The clinical challenge for evaluating minor head trauma in pediatric patients is to identify those infants and children with ciTBI while limiting unnecessary radiographic imaging and radiation exposure. Neuroimaging, usually with computed tomography (CT), is highly sensitive for identifying brain injury requiring acute intervention. However, individual clinical predictors for ciTBI are often nonspecific, particularly in young children. Thus, evaluation for high risk findings and the use of a clinical decision rule can provide a balanced approach that identifies almost all infants and children with ciTBI after minor head trauma without overuse of CT.
Most infants and children with minor head trauma can be safely discharged home after careful evaluation without undergoing imaging. If neuroimaging is performed, those patients with normal clinical findings and imaging may also be discharged home.
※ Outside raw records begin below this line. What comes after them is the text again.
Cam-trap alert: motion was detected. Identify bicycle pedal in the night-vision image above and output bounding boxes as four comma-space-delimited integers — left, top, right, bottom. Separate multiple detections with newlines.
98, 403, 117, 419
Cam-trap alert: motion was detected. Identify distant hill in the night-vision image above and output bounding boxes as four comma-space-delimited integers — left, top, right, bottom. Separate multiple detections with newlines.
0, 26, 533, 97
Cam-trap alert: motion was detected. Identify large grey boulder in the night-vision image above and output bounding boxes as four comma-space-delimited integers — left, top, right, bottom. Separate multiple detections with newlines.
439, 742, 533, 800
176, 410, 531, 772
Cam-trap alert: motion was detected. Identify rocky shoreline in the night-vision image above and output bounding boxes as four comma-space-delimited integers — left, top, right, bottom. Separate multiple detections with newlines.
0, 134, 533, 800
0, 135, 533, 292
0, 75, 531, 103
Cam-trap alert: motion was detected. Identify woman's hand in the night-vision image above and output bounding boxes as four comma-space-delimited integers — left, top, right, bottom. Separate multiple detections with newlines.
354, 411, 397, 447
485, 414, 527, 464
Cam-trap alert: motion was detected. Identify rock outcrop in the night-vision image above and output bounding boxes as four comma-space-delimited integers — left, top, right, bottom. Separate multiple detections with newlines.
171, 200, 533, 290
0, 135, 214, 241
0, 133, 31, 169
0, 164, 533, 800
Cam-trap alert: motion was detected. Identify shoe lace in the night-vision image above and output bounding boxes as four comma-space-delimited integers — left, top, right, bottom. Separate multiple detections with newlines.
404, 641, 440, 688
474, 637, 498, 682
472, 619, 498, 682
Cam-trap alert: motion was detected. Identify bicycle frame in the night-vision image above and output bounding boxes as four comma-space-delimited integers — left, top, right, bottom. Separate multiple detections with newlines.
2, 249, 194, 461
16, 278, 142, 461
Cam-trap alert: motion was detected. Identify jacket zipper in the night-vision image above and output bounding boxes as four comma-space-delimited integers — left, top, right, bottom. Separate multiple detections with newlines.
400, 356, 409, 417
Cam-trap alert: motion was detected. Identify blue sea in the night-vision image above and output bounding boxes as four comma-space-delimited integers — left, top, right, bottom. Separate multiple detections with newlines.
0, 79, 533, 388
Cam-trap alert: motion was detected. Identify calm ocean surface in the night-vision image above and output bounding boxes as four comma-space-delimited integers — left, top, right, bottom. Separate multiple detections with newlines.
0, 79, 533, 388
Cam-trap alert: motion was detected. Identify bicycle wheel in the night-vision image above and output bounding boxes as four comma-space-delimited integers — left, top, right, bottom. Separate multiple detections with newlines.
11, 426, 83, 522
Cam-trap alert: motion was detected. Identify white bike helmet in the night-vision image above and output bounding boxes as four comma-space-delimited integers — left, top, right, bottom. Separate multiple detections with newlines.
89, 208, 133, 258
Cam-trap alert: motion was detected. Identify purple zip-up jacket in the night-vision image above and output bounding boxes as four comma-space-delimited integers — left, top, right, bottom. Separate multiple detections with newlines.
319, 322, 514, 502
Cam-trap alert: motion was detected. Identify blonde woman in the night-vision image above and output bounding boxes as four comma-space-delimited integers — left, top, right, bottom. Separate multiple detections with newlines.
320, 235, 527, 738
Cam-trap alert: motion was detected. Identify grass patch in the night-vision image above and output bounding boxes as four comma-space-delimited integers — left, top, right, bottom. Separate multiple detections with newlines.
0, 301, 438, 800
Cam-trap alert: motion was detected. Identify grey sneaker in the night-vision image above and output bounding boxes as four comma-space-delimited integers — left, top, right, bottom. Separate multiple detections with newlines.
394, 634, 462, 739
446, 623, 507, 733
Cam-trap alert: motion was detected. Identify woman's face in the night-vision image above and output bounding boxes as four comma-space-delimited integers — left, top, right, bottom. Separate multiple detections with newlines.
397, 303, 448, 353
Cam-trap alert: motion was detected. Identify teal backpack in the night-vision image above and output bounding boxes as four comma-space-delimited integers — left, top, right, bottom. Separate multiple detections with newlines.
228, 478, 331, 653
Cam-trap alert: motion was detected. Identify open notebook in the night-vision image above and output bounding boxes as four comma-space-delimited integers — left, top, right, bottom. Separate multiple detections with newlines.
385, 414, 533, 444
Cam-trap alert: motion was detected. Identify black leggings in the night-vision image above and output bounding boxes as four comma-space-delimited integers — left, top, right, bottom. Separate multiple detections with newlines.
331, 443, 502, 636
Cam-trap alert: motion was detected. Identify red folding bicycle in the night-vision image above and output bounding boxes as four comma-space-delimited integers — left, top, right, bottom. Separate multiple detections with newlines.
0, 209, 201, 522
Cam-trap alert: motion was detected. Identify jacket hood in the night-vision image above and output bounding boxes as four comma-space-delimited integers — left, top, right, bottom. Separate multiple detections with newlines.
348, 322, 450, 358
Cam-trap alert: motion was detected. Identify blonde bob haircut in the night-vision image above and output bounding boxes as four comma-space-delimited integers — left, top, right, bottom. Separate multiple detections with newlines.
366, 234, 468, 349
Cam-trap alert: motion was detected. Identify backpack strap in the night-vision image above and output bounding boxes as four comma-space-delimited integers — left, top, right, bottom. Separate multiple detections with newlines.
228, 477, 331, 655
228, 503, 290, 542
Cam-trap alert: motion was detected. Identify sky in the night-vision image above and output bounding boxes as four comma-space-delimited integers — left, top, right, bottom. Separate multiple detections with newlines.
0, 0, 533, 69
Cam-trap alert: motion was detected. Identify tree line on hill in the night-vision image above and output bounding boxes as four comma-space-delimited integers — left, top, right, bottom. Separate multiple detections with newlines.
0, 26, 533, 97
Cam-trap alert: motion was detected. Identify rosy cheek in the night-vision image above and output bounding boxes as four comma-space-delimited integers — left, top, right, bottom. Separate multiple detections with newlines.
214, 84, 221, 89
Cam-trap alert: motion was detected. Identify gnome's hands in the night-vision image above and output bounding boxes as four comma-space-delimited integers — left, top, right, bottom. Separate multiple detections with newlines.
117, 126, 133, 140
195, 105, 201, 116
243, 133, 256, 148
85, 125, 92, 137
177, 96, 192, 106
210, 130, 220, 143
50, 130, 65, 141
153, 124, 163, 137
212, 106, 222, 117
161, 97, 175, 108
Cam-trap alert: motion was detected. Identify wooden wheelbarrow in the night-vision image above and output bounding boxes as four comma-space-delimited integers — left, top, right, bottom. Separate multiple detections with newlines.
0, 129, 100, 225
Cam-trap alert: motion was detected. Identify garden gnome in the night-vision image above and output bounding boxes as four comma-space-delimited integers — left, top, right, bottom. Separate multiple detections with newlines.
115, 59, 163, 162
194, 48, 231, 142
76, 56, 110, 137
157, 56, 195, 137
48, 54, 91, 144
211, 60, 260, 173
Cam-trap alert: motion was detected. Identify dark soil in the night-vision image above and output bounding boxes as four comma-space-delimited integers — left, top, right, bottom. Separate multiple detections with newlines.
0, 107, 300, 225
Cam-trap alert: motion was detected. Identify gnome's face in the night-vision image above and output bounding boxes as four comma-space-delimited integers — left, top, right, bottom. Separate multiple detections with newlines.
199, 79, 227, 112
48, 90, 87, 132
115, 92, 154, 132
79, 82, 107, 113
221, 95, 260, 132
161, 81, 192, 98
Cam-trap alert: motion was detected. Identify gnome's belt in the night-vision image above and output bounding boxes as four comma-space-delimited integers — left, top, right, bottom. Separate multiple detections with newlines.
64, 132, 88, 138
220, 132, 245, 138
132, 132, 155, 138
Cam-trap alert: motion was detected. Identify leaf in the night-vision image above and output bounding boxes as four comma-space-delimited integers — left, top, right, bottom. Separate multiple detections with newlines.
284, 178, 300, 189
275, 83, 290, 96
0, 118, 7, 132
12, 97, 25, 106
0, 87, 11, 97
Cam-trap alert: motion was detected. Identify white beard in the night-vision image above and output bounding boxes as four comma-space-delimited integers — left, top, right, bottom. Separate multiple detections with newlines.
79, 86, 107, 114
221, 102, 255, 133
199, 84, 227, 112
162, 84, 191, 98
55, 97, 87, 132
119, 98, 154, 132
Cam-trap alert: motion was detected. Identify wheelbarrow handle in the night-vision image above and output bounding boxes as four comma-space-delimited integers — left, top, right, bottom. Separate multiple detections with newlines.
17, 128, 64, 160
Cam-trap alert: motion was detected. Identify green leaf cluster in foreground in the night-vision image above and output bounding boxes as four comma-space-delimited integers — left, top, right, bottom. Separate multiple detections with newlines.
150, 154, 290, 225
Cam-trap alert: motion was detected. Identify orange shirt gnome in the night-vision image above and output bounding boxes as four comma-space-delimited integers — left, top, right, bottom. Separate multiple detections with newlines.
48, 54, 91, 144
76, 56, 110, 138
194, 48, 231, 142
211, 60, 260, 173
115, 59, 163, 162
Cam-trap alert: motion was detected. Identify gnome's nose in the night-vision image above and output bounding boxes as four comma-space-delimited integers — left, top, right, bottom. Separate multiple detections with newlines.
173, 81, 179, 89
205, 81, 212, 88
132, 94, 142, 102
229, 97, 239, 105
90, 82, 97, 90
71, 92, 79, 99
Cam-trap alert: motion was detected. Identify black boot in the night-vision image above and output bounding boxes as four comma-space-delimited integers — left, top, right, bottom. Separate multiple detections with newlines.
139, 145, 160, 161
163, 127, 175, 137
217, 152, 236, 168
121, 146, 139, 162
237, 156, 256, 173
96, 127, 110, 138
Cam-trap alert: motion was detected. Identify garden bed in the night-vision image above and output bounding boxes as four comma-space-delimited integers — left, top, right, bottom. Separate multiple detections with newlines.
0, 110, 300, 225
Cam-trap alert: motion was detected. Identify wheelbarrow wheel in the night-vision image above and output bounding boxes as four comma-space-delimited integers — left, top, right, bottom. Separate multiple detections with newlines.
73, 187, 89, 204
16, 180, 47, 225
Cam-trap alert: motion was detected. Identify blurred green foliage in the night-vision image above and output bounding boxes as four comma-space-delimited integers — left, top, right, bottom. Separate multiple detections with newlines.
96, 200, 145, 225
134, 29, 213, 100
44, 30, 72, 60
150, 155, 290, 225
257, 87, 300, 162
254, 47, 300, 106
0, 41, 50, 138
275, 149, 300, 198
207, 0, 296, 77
The aim of this study was to detect the overuse of CT scans, based on personal clinical judgement of emergency physician after minor blunt head injury (mild TBI) among pediatric patients in the ED.
In this prospective observational study, we enrolled 50 pediatric patients (2-18 years) with minor blunt head trauma at ED. All patients were radiologically investigated using CT. Then, interpretations were confirmed with the attending neurosurgeon. All enrolled patients were followed up during their stay until referral to another department or discharge. The measured outcome was the presence of clinically important traumatic brain injury (ciTBI) according to CT findings.
Results showed that, clinical judgement alone was associated with 30% increase in using CT scans in all enrolled patients. While PECARN tool was associated with only 2% increase. Regarding the ability to rule out the need for brain CT scan, clinical judgement was not a statistically significant tool (p =0.574). PECARN rule was a statistically significant excellent tool to rule out the need for CT (AUC= 0.939, 95% CI: 85.6-100) (p < 0.0001). It showed a good sensitivity (88.2%) and specificity (97.0). Its negative predictive value (NPV) was 94.1%.